Profusa to Acquire PanOmics Assay Know-How for $30M in Highly Dilutive Stock, Seeks $10M Additional Equity
summarizeSummary
Profusa entered a definitive agreement to acquire PanOmics Assay know-how for $30 million in convertible preferred stock, contingent on shareholder approval, and committed to raising an additional $10 million in equity, signaling extreme dilution for the financially distressed company.
check_boxKey Events
-
Acquisition of PanOmics Assay Know-How
Profusa entered a definitive Asset Purchase Agreement to acquire substantially all know-how assets related to Bio Insights LLC's PanOmics Assay, an integrated multi-omics analysis platform.
-
$30 Million Purchase Price in Convertible Preferred Stock
The aggregate purchase price of $30,000,000 will be paid through the issuance of a newly created Series A Convertible Preferred Stock, convertible into common stock one year post-issuance, subject to shareholder approval.
-
Significant Future Equity Dilution Planned
The company committed to making best efforts to raise an additional $10,000,000 in equity financing concurrently with or within 30 days following the closing of the acquisition.
-
Substantial Management Equity Awards
The Board will approve the issuance of common stock equal to 12% of the fully diluted shares to the CEO and CFO for retention, also subject to stockholder approval.
auto_awesomeAnalysis
Profusa, a company previously reporting zero revenue and a going concern warning, has entered into a definitive agreement to acquire the PanOmics Assay know-how for $30 million. The purchase price will be satisfied through the issuance of a new series of non-voting convertible preferred stock, which will convert into common stock one year after issuance. This transaction is highly dilutive and requires shareholder approval. In addition to this substantial stock-based acquisition, the company has committed to raising an additional $10 million in equity financing concurrently with or shortly after the closing, further indicating a critical need for capital. The agreement also includes a provision for issuing 12% of the fully diluted common stock to management (CEO and CFO) upon shareholder approval, which represents a significant compensation package amidst the company's financial challenges.
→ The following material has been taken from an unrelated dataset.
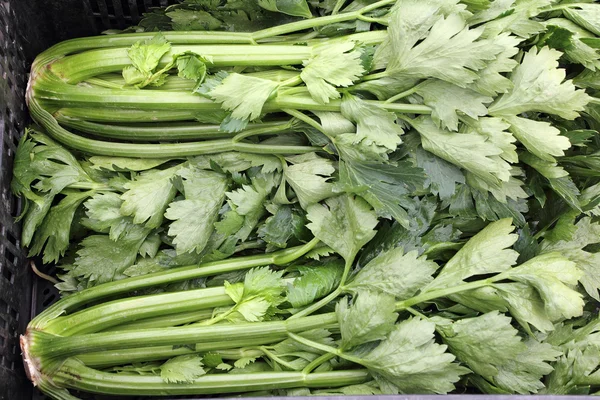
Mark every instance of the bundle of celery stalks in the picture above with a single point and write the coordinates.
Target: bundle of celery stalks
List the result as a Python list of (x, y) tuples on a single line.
[(292, 197)]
The seller will also receive a board seat and has agreed to vote its shares in line with the Board's recommendations. This filing provides the detailed terms of the acquisition previously announced in news, highlighting the extreme dilution and ongoing capital requirements for the company's survival and strategic pivot.
At the time of this filing, PFSA was trading at $0.51 on NASDAQ in the Industrial Applications And Services sector, with a market capitalization of approximately $2.3M. The 52-week trading range was $0.41 to $975.00. This filing was assessed with negative market sentiment and an importance score of 9 out of 10.